I held it carefully and smoothed the top page out.

My Samantha,
I read,
I’m sorry, so sorry I’m not there with you. You’re probably in England, safely in Cort’s and Elizabeth’s hands, and wondering what the hell kind of a guy your Da is that he didn’t tell you so many things.

I could hear his voice, almost feel his hands on my shoulders as I continued, unable to stop smiling here and there where he’d written something that showed how very well he’d known me.

I learned that it had taken a few years before my parents managed to have me, and that it had been the very specific result of ritual. I read about the car accident—and I wasn’t surprised to discover it had been a hit-and-run—that had cost my family the sister my mother had been certain she carried, then my mother herself perhaps forty-eight hours later. I’d been in the car too, and no one knew what I’d seen or remembered because apparently I’d said “Mommy” at the scene of the accident itself, then didn’t speak another word for two years.

My Da wrote about how my mother was adept in her own right, as was Law, as was required of those sworn, to be bound in spirit and body only to those of equal stature, to those equally bound to the Light and the Law, and that her gift was an affinity for metal. She could pick up traces left in the structural matrices and, depending on their strength, discern thoughts, emotions, even clear pictures, and link through to the person who’d left them.

He told of his own gift, what he referred to as “reading the threads.” He could see potentials, flashes of what could and what would be.
But remember, Sam-Sam,
he cautioned,
if this is
your
gift, there are infinite possibilities, controlled by the very real limitation of varied levels of probability, and in this world or any other—it’s the probabilities that count.

I suspect, though,
he continued,
that you’ll either take after Amanda, because you’ve no idea how like her you are, or inherit a variant of my gift, perhaps a purer version.

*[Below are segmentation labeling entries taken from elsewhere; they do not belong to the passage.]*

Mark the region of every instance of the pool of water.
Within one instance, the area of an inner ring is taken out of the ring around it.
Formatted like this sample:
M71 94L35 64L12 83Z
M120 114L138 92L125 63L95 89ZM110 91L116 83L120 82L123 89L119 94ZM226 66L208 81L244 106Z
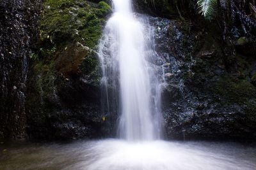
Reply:
M1 142L0 169L256 169L256 145L122 140Z

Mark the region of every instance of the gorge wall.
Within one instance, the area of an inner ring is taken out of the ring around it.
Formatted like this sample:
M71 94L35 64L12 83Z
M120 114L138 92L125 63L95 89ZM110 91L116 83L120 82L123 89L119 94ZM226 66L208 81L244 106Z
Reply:
M37 36L41 1L0 1L0 137L26 136L29 56Z
M195 1L134 2L154 16L156 50L165 61L166 138L256 139L256 22L248 4L219 1L209 21ZM115 136L116 113L101 111L97 54L111 13L107 3L0 3L0 137Z

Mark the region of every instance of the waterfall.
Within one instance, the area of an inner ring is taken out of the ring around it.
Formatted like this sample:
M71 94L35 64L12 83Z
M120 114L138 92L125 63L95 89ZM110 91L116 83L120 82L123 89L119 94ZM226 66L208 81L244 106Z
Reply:
M122 138L156 139L161 129L161 86L148 62L150 54L156 53L150 39L154 31L147 20L132 13L131 0L113 0L113 8L99 50L104 110L108 114L115 110L120 112Z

Who knows, maybe you’ll get your grandmother’s—ask Cort about that sometime.

I wondered about that and put the pages down to finger the charms that hung from my neck. I focused more on the ankh, and it gave such a burst of mixed thoughts and images that I felt the beginnings of a headache between my eyes. It would take me hours to concentrate on any one sense long enough to see if my father’s suspicions were correct.

I shifted my attentions to the miniature claymore, and as I ran my fingertips across it, I braced myself for the razor-cut pain that always, always accompanied my deliberate playing with it. I tried, I really tried, to move past that, to open beyond the crystal pure burst of light, the icy sense of loss, the warmth of communion I’d had the one time her lips had touched mine. I tried until I didn’t know which would burst, my head or my chest, and I was forced to stop. I could hear my blood pounding in my ears from the effort. I took a centering breath, released it slowly, then read some more.

Now let’s talk about you,
the next line read,
because there are things you have to know, the things I’ve learned that I don’t think anyone else knows yet. So much of what we in the Circle do is aimed at preventing things from becoming manifest in the Material, but I think that’s all about to change.

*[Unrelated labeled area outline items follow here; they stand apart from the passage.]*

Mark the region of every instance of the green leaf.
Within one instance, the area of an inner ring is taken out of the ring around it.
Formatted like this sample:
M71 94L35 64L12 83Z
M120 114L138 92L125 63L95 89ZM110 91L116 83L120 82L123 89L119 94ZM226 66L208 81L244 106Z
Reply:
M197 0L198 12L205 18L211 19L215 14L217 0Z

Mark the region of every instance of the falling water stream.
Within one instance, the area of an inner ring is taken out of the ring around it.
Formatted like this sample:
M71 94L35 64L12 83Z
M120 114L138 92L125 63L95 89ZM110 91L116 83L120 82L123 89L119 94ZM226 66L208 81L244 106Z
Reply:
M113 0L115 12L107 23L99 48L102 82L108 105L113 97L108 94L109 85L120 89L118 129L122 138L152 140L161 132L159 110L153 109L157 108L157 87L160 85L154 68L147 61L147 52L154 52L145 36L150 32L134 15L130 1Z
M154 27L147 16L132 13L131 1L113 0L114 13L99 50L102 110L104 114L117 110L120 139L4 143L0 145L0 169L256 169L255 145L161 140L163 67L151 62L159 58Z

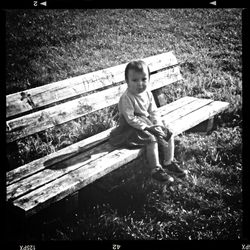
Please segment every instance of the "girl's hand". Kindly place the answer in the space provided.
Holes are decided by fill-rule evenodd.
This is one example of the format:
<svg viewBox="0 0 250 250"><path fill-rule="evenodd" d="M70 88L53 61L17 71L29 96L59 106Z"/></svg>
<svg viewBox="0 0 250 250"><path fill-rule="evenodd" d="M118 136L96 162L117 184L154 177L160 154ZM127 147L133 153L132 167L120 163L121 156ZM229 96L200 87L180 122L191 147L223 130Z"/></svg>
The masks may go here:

But first, and this is from me as your Da, because I want you to be happy, as happy as you can. It is possible.

Your friends are important, Sam. You need to keep a bond to the Material, and you’ve always had pretty good judgment. Trust your gut, trust your senses, and trust me, even though I’m not beside you. Fran…what did I tell you? I was right, she did like you, and she’s got a heart like a lion. I hope you’re still friends. And hey, did you ever tell that other girl you liked her? Nina, right? She’s something special, that’s for sure. Well, I hope you did, because Sam? You can’t turn back time, and there’s so little of it. Don’t waste it.

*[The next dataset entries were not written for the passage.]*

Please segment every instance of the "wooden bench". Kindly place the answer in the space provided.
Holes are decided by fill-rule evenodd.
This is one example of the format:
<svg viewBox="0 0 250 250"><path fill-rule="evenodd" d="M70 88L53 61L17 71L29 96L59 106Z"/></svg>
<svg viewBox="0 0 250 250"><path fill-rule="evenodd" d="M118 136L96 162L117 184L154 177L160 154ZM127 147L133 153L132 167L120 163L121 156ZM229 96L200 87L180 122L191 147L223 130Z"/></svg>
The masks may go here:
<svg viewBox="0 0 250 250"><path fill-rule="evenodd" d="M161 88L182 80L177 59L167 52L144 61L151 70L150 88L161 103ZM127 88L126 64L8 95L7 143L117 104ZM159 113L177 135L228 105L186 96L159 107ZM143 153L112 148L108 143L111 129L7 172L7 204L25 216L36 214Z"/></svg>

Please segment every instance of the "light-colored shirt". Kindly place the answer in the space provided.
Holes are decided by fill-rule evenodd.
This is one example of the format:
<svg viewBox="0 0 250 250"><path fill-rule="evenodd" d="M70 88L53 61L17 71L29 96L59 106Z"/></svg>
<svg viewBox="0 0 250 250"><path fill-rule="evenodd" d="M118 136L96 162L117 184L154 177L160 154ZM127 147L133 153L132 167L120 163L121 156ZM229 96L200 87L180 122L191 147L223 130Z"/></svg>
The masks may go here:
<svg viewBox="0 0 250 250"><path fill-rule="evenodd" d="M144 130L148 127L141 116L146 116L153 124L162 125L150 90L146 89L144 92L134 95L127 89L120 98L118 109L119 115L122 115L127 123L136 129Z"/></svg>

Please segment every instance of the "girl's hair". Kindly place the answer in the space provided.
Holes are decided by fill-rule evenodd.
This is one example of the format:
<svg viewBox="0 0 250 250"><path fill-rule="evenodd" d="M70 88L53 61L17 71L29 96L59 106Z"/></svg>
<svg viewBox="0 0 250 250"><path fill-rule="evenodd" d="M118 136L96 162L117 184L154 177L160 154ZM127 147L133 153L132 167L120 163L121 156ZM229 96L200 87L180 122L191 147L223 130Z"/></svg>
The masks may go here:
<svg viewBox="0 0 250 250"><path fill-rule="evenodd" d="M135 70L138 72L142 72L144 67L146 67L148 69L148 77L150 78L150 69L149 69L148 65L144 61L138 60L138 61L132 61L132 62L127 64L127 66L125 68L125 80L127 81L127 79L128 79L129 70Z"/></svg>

My eyes pricked and stung, but I didn’t want to cry, refused to, because I wanted to read the rest and there wasn’t much left, these words, from my Da to me, written because he knew he wouldn’t be there to say them.

I love you, Samantha. No matter what happens, no matter what grows and stops and changes, that never will. Even in the multiplicity of Universes, even in the uncertainty of ever meeting again in this life or any other, my love for you is a constant. It’s the one thing no one leaves behind.